Term Typical Meaning Horizon* Notes / Risk
Sector Perform Analyst expects the stock to perform in line with its sector peers. ~6–12 months Implies neither notable upside nor downside relative to the sector benchmark.
Neutral Stock is fairly valued; no strong bias to buy or sell at current levels. ~6–12 months Common "middle" stance; analyst may wait for new catalysts or valuation changes.
Hold Maintain existing positions, but don’t add more; upside is limited. ~6–12 months Signals valuation is near target; not a negative view, but lacks conviction to upgrade.
Equal-weight Recommended portfolio weighting matches the index/benchmark; no overweight or underweight. ~6–12 months Relative-performance oriented; suggests holding a "market weight" position in the stock.

Sell

A Sell recommendation means the analyst expects the stock to underperform or decline in value:

Term Typical Meaning Horizon* Notes / Risk
Sell Analyst expects the stock to decline in value or materially underperform peers/market. ~6–12 months Clear negative stance; usually paired with a price target below the current market price.
Underweight Analyst recommends holding a smaller allocation than the benchmark index weight. ~6–12 months Relative view—stock may still rise, but is expected to lag the sector or market.
Underperform Stock is forecast to deliver returns below its peers or the market average. ~6–12 months Less emphatic than outright Sell, but signals downside or weaker relative performance.

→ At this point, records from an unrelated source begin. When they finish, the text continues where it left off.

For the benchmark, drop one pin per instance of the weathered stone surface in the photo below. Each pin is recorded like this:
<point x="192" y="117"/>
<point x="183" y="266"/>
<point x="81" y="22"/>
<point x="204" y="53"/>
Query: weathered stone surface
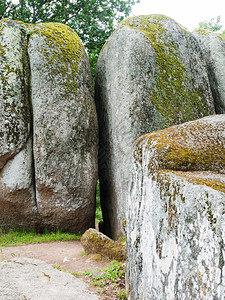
<point x="175" y="223"/>
<point x="149" y="76"/>
<point x="50" y="181"/>
<point x="94" y="241"/>
<point x="14" y="104"/>
<point x="213" y="48"/>
<point x="65" y="128"/>
<point x="17" y="202"/>
<point x="17" y="195"/>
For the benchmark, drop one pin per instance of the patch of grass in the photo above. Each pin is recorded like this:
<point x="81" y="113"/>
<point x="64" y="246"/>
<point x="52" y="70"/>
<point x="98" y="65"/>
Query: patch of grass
<point x="113" y="275"/>
<point x="84" y="253"/>
<point x="18" y="237"/>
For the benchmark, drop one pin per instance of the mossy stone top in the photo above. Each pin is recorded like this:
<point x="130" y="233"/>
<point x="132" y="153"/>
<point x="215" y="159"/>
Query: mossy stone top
<point x="150" y="75"/>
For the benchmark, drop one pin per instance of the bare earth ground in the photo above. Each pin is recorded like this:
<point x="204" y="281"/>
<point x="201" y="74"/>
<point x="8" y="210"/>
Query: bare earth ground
<point x="69" y="256"/>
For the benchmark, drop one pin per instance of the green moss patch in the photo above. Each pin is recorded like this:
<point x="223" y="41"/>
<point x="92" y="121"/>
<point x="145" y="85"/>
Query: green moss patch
<point x="63" y="53"/>
<point x="170" y="94"/>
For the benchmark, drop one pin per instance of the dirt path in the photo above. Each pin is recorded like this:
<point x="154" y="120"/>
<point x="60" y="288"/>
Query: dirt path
<point x="70" y="256"/>
<point x="67" y="255"/>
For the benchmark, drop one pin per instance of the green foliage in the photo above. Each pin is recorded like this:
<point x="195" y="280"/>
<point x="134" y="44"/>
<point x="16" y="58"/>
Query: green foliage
<point x="212" y="25"/>
<point x="93" y="20"/>
<point x="16" y="237"/>
<point x="114" y="273"/>
<point x="98" y="213"/>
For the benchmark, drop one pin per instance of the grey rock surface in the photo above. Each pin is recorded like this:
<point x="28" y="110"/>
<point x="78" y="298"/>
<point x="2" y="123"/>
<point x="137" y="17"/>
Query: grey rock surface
<point x="14" y="105"/>
<point x="176" y="221"/>
<point x="149" y="76"/>
<point x="48" y="124"/>
<point x="213" y="48"/>
<point x="65" y="128"/>
<point x="25" y="278"/>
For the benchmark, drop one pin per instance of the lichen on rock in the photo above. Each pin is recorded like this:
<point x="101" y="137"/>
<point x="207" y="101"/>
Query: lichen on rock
<point x="212" y="46"/>
<point x="47" y="100"/>
<point x="175" y="221"/>
<point x="96" y="242"/>
<point x="150" y="75"/>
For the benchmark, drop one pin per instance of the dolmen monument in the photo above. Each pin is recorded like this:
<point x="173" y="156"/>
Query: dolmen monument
<point x="154" y="135"/>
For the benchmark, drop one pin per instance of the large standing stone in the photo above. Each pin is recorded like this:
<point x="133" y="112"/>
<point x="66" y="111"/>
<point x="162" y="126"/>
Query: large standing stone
<point x="213" y="48"/>
<point x="17" y="202"/>
<point x="149" y="76"/>
<point x="176" y="221"/>
<point x="51" y="178"/>
<point x="65" y="128"/>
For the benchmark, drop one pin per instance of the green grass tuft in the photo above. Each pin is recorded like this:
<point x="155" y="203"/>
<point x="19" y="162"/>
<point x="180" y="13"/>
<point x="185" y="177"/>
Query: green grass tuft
<point x="17" y="237"/>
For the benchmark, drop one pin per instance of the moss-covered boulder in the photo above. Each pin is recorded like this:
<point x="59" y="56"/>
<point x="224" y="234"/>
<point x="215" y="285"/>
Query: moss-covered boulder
<point x="175" y="222"/>
<point x="150" y="75"/>
<point x="65" y="128"/>
<point x="96" y="242"/>
<point x="212" y="45"/>
<point x="17" y="200"/>
<point x="47" y="102"/>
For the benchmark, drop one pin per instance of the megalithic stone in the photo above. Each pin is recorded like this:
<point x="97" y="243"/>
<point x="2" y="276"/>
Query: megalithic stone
<point x="175" y="219"/>
<point x="212" y="45"/>
<point x="49" y="128"/>
<point x="150" y="75"/>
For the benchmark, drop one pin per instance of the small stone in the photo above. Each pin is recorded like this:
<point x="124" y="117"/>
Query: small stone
<point x="96" y="242"/>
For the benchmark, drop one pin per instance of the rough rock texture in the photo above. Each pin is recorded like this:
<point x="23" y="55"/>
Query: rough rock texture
<point x="17" y="202"/>
<point x="176" y="220"/>
<point x="213" y="48"/>
<point x="94" y="241"/>
<point x="49" y="128"/>
<point x="25" y="278"/>
<point x="150" y="75"/>
<point x="65" y="128"/>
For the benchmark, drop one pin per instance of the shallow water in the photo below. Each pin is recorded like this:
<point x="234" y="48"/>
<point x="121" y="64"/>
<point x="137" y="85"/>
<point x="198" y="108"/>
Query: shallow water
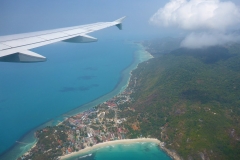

*Horizon varies by broker; 6–12 months is a common convention.

Unrated

Unrated recommendations do not convey an active recommendation:

Term Typical Meaning Horizon Notes / Risk
House Stock Firm covers the stock for information purposes but does not assign a Buy/Hold/Sell rating. n/a Common when the broker has a corporate relationship or wants to provide research access without a recommendation.
No Recommendation Analyst or firm publishes commentary or data but explicitly does not give investment advice. n/a Protects from conflicts or compliance restrictions; investors must form their own view.
Not Rated Stock is tracked or mentioned, but not assigned a rating or target price. n/a Often used for secondary coverage, watchlist stocks, or names outside the analyst’s core universe.
Under Review Coverage suspended temporarily, usually due to major events (M&A, restructuring, new information). n/a Analyst withholds a rating until clarity improves; investors should be cautious of uncertainty.

How to Use These Ratings

Recommendations are useful context, but they are certainly not guarantees. Combine broker tips with your own research, company fundamentals, and risk tolerance before making decisions.